Australia has not approved any new defence exports for use Israel since ‘high intensity conflict’ began in Gaza, according to the Minister for Defence Industry Pat Conroy.

On ABC Radio National Conroy was asked about Greens claims that Australia had entered into a contract with Israel’s Elbit Systems worth $917 million.

He said that the contract in question was with Korean company Hanwha which had sub-contracted Elbit to build turrets for Australian Defence Force armoured vehicles.

“Even if it flows through the supply chain to Elbit from Hanwha, that is money to build army vehicles for the Australian Army in Australia.

“The Greens are saying that this is supplying arms to Israel, which is incorrect and continues to be incorrect.”

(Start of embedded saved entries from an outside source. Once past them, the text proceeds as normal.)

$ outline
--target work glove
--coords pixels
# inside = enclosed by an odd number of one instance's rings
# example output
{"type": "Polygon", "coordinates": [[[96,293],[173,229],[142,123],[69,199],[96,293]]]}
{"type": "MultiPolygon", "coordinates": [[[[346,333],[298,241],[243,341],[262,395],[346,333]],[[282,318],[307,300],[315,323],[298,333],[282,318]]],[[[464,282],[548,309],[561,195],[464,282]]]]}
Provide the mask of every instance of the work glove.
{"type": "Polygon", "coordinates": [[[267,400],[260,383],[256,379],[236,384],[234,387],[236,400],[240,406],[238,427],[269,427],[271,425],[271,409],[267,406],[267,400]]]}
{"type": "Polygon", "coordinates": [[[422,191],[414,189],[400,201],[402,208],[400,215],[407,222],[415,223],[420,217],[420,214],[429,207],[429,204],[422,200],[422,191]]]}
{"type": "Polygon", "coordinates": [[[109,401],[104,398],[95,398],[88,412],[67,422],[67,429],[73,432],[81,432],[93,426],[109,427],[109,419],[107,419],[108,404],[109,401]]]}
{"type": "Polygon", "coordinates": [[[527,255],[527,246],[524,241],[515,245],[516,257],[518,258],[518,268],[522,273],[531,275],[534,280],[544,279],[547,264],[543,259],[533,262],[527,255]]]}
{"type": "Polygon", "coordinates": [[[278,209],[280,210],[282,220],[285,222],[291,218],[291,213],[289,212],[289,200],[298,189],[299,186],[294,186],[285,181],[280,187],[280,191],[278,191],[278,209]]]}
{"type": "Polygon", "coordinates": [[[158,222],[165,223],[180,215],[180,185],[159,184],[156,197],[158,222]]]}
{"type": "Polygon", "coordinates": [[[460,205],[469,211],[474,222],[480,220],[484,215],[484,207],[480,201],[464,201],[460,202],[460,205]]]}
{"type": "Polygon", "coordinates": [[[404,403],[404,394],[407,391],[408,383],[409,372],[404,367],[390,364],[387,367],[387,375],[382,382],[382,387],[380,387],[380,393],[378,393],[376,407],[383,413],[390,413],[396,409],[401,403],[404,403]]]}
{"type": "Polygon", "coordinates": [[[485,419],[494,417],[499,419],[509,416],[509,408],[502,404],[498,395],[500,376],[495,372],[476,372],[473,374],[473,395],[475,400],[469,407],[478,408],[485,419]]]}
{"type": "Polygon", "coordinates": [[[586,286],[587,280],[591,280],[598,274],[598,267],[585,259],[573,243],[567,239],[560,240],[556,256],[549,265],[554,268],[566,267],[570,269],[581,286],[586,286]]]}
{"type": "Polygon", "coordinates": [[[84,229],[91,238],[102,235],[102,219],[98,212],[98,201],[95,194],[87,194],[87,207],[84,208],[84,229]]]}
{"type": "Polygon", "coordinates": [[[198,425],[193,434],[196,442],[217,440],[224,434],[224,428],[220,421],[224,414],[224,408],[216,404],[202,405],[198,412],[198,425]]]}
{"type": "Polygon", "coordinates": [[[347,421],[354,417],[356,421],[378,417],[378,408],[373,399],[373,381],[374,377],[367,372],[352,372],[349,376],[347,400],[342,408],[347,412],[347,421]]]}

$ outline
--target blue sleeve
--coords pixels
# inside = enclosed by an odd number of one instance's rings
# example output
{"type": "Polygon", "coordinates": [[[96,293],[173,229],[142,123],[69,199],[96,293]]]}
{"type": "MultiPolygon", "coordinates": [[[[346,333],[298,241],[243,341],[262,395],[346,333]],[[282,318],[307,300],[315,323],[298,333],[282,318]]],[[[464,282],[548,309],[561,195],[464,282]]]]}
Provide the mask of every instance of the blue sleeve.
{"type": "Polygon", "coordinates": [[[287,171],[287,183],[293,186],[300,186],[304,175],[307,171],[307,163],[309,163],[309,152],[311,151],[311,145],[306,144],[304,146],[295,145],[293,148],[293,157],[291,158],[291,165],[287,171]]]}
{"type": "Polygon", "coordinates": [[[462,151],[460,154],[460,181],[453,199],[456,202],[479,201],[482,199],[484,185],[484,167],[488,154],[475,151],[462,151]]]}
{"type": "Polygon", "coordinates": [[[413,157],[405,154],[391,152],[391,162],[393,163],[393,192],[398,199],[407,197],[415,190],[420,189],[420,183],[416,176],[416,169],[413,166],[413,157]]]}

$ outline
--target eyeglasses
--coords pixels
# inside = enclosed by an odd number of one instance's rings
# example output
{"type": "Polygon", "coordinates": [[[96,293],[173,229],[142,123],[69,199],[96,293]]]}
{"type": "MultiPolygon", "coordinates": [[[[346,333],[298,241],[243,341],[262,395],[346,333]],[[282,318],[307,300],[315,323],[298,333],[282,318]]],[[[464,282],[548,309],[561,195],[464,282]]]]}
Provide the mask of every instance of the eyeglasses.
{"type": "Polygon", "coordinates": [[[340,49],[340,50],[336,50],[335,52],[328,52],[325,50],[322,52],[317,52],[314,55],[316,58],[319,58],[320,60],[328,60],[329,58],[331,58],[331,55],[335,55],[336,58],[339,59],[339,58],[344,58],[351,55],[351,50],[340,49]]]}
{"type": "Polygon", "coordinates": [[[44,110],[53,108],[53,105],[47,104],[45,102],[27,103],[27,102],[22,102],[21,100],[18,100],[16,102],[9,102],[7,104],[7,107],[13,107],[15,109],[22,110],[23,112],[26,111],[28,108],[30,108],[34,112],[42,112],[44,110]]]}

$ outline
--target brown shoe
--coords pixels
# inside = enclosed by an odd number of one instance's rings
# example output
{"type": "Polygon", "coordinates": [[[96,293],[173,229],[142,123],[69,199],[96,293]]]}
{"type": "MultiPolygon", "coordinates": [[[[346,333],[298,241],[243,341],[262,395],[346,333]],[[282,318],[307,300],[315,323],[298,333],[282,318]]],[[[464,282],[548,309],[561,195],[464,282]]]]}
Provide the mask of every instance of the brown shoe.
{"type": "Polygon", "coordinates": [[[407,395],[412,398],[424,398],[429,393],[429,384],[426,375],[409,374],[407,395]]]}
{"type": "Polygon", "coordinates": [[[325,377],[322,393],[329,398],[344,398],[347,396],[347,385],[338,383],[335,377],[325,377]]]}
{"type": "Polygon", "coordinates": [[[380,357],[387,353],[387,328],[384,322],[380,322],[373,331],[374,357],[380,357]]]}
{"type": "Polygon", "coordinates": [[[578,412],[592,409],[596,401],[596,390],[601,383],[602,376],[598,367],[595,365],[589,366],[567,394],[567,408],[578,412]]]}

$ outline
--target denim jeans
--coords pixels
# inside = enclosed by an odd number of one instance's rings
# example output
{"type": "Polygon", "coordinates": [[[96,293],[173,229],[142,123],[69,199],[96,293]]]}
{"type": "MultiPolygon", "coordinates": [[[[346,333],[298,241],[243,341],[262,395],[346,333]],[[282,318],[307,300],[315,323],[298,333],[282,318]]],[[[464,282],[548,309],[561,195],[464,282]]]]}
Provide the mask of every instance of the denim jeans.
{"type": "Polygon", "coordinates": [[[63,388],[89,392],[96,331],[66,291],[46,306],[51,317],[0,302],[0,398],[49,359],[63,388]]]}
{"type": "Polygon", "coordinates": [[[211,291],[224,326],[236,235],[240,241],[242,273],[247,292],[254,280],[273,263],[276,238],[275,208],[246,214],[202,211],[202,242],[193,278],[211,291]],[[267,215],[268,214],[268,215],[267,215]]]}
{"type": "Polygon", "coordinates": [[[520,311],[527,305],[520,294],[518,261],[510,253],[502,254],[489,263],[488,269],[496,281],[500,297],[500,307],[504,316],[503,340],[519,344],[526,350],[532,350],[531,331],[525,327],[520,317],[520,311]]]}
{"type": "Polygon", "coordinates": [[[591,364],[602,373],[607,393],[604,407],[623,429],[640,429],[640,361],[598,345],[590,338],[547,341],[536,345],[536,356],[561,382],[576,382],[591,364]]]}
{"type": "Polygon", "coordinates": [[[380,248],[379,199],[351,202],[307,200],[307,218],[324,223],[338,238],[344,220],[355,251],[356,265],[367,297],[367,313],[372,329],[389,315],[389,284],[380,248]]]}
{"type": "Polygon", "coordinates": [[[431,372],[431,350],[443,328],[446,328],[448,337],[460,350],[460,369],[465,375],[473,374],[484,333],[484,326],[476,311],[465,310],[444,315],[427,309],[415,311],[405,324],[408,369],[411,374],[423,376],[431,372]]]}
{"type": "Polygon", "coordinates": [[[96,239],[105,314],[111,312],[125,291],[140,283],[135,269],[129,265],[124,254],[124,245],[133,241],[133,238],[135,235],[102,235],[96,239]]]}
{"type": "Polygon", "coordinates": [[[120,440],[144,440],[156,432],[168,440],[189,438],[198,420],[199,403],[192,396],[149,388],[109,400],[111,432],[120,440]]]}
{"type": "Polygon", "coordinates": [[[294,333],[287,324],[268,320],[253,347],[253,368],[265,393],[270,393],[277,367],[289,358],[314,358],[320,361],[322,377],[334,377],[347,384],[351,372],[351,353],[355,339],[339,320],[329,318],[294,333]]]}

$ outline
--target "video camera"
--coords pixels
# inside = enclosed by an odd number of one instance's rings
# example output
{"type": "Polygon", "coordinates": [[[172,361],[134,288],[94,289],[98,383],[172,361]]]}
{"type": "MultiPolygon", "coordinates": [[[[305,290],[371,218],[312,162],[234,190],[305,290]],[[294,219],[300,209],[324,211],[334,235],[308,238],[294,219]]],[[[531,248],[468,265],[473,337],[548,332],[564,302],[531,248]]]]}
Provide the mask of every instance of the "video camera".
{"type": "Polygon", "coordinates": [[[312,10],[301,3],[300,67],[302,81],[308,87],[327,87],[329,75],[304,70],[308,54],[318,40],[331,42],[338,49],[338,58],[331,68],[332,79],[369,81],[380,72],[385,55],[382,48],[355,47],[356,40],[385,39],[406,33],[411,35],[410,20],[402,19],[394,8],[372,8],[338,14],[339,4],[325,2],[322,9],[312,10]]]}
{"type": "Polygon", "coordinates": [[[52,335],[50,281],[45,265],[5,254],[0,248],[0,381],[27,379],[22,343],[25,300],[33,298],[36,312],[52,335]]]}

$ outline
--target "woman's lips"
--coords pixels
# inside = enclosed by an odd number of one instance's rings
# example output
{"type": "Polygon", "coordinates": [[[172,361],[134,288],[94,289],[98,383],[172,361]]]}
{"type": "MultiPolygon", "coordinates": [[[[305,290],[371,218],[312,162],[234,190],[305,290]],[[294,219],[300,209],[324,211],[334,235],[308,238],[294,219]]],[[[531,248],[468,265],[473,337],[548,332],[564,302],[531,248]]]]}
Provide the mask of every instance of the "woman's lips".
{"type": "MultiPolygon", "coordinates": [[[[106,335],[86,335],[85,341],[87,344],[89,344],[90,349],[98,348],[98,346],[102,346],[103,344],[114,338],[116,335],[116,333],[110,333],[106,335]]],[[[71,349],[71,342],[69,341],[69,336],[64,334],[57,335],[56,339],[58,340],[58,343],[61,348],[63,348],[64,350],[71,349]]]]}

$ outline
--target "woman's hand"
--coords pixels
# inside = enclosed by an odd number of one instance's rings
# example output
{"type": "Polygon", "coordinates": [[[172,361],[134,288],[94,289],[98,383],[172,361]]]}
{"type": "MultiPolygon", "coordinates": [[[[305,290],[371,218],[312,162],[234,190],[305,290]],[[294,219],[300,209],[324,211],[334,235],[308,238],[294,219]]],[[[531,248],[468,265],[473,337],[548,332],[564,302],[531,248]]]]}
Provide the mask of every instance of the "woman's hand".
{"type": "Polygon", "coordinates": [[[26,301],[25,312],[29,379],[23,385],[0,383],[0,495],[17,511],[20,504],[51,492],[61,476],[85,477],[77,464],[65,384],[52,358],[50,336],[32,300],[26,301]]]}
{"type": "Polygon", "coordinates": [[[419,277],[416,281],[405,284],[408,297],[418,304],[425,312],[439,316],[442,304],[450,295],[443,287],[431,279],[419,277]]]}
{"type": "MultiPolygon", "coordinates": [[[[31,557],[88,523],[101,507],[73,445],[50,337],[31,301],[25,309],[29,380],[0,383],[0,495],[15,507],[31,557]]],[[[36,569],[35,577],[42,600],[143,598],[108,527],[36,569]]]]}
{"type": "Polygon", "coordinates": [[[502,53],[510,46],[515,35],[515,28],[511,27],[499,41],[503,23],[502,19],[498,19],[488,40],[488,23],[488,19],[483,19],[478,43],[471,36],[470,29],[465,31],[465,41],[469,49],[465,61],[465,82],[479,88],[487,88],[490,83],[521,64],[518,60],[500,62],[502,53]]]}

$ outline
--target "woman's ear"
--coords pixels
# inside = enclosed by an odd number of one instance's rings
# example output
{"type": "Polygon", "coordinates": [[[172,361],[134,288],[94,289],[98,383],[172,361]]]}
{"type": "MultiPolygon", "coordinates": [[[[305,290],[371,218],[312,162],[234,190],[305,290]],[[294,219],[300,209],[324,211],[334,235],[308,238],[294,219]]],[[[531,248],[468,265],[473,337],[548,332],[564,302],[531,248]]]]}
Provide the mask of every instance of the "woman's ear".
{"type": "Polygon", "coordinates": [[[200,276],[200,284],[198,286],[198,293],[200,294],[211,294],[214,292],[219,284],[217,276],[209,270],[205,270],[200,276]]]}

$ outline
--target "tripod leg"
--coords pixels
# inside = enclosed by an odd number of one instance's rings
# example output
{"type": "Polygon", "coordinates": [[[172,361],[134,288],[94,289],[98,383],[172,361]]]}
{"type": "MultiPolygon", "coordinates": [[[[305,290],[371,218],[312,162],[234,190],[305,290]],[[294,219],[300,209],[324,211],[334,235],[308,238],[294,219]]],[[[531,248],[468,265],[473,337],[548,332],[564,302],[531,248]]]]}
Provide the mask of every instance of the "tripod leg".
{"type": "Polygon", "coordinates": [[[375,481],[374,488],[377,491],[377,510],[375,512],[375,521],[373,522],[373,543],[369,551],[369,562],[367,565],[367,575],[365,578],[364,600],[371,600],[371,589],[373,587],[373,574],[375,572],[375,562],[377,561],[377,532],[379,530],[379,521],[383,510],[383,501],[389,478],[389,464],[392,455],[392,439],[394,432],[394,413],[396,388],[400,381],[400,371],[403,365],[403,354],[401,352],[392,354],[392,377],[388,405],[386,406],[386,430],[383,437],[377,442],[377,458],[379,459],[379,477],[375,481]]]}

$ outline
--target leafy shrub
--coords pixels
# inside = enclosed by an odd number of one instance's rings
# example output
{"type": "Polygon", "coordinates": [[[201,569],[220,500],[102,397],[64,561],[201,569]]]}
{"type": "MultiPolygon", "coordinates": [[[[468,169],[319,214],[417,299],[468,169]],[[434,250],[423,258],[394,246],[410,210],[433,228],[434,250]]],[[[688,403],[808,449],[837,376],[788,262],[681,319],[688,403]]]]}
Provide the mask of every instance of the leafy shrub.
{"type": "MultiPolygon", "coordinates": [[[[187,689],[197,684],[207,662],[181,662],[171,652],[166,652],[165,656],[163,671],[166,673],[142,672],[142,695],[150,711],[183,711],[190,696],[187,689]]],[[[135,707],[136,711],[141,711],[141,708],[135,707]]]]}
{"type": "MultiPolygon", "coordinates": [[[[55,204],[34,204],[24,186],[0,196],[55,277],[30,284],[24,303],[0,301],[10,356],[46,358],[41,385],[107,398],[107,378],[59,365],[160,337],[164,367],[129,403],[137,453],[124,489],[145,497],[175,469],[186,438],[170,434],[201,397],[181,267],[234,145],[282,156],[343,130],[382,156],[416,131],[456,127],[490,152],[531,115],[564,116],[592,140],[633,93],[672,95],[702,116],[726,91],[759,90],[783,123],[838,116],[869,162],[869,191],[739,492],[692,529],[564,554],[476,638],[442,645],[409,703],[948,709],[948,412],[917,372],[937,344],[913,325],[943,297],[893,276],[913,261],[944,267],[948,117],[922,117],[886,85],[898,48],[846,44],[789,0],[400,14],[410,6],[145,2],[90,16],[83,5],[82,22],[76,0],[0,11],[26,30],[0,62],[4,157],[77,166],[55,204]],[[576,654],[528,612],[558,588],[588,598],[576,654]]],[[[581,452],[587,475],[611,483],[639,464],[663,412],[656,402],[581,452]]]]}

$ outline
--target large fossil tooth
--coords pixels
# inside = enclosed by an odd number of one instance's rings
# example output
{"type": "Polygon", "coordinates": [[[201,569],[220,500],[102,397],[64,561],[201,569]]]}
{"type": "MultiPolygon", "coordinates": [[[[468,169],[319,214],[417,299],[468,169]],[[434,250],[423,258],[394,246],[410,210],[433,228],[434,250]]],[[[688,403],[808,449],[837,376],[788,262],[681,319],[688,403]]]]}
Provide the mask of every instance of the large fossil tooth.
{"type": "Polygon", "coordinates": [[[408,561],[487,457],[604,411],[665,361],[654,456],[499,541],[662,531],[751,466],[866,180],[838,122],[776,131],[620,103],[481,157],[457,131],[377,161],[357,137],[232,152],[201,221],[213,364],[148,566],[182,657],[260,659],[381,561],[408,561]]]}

However Conroy did reveal that Australia was not entering any new contracts allowing the export of equipment for use by Israel.

Conroy said: “Well, what I can say to you is since the conflict has begun, we’ve been only approving export permits to Israel for equipment that is returning to Australia for the ADF – that is really, really important.”

​Patricia Karvelas: “Can I just clarify, does that mean you’ve actively said no to contracts that go beyond that?”

Conroy: “What we’ve been saying is that due to the high intensity nature of this conflict and the complex circumstances we’ve been applying the existing export control system, and since the conflict began, no permits have been approved except for items that have been returned to Australia.

“…That’s an active decision of the war, applying the existing export control system so…the government has only been approving new permits to Israel for equipment for the Australian Defence Force and law enforcement that will be returned to Australia.”

Conroy said the Minister for Defence Richard Marles had responsibility for applying the criteria under Australia’s Defence Export Control system.

He said the government did have some small contracts with Elbit for delivery of capability for the Australian Defence Force.

“Two examples are $9 million to maintain and repair thermal imaging equipment and another contract for some drones for the Australian Army.”